STORY #1 – VOTING STORY
More than 3 million Minnesotans voted in this election. About half of them cast their ballots early with absentee voting. And the other half voted in person on election day November 3rd. Ahead of election day there were widespread concerns about voter intimidation at the polls – so we checked in with a few Native folks on tribal lands to see how it went when they cast their ballots.
Marie Rock who lives near the Leech Lake reservation – and is host of this newscast – voted with her husband and her son at the Cass Lake City Hall.
“We vote in the primaries, we vote in the regular elections – it’s our big thing. We make sure we always vote,” said Rock.
She had heard the buzz about possible voter intimidation at the polls, but she jokes she wasn’t worried.
“To me, if anyone tries to interfere with me I’ll go to jail, ‘cause I’ll fight them. But that didn’t happen and I kind of knew it wouldn’t,” she said.
Overall Rock says it was a pretty sleepy scene.
A little northwest of Marie Rock, George Strong, citizen of the Bois Forte Band of Ojibwe, says the same was true for him
“I just walked right in, greeted friendly and just kind of moved along the line.” said Strong.
He voted at at about 9 in the morning at his polling place, the Greenwood Township Hall near Tower Minnesota. He said the only thing out of the ordinary was the weather.

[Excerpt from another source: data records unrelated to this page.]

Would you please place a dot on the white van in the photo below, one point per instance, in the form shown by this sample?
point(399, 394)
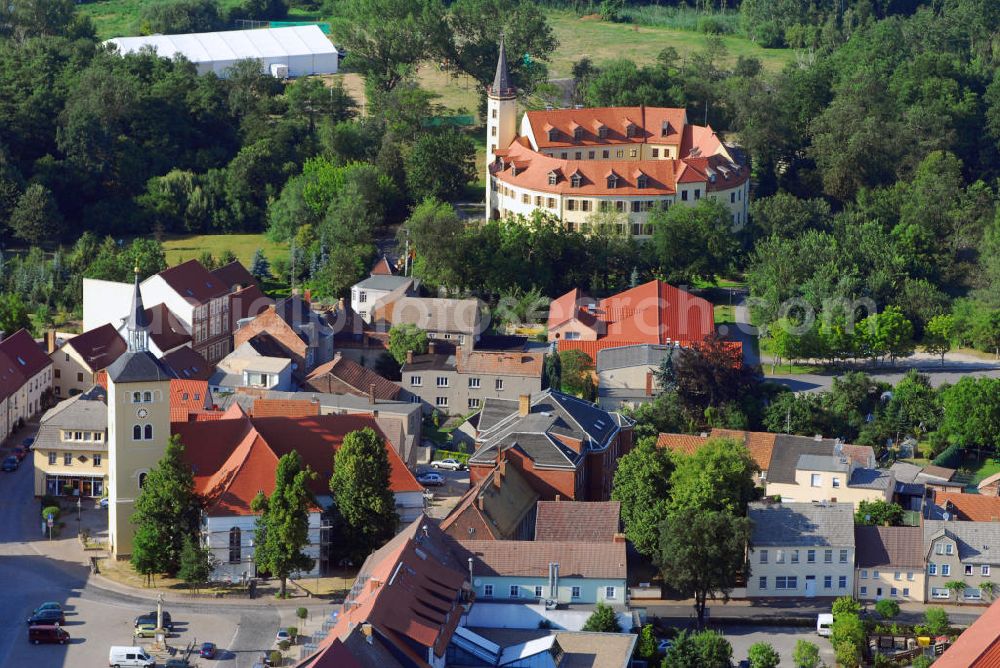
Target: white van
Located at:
point(823, 624)
point(130, 657)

“It’s so beautiful! What it’s like 57/59 degrees. It was just a picture perfect fall day.” said Strong.
Strong says one of the most important issues for him this election was a return to real civic dialogue.
“That we bring some civility and talk about issues rather than create these monsters against each other.” said Strong.
And finally down in southwestern Minnesota, Cheyanne St. John, member of the Lower Sioux Indian Community says it was peaceful at her polling place too. She says there were just a handful of voters at the Redwood Falls Fire Station.
“It was really neat because when the other voter got up and left, I noticed the greeter immediately came into the room and began to sanitize the area where that person was sitting. I thought it was really neat they were doing things in a safe way,” said St. John.
Joe Biden won the vote for President in Minnesota but as of the time of this newscast – the overall winner has not yet been announced.
STORY #2 – BUGONAYGESHIG SCHOOL AMPS UPS WIFI FOR STUDENTS
In other news— a story from the Bugonaygeshig School on the Leech Lake reservation. The school serves 220 Native students in northern Minnesota. When they started distance learning last March, Dan McKeon, the school’s administrator says they knew they couldn’t do online learning.
“We knew that that wouldn’t work because there were roughly 50% of our households without reliable internet connection,” said McKeon.
Internet access is patchy across rural parts of Minnesota. So last spring, school buses traveled door to door handing out paper learning packets and food to BUGONAYGESHIG families. But McKeon says that didnt’ really work very well.
“Boy to be frank, a distance learning program that’s not online that we operated las spring – it failed pretty miserably. There wasn’t much teaching happening and there certainly wasn’t much learning happening. It’s just such an extraordinarily difficult to try to teach to put together a packet of things and send it on a bus to get dropped off. It’s jut no way to do it,” said McKeon.
So after a summer of planning, the school has used federal CARES act money to connect more than 90% of their students to the internet.
“This summer we grouped our households into three different priority groups,,” said McKeon.
The first priority group had no internet access because they lived in a location were there is no internet access. For them, the school bought hot spots and gave families instructions on how to use them. The second priority group were families who didn’t have internet but lived in areas where they could get hooked up. For them, the school paid for an internet subscription. And finally a third priority group had internet access, and the school took over payments for it.
“So we just make it a blanket thing that we are going to pay for internet subscription for each household that has a Bugonaygeshig student,” said McKeon.
McKeon says now almost all the families at the Bugonaygeshig school are connected to the internet – but they have a ways to go to engage with all their students in distance learning.
“To me, this process is like casting a net. And right now the network casting is catching. So to speak maybe 50% of our kids. So now it’s like, okay, how do we adjust this net that we’re casting so that we pull in another 10% and another 10%, so that if we have to do this all year we’re engaging 90% of our kids, rather than 50% of our kids.” said McKeon.
Dan Mckeon Bugonaygeshig school administrator says it’s a work in progress.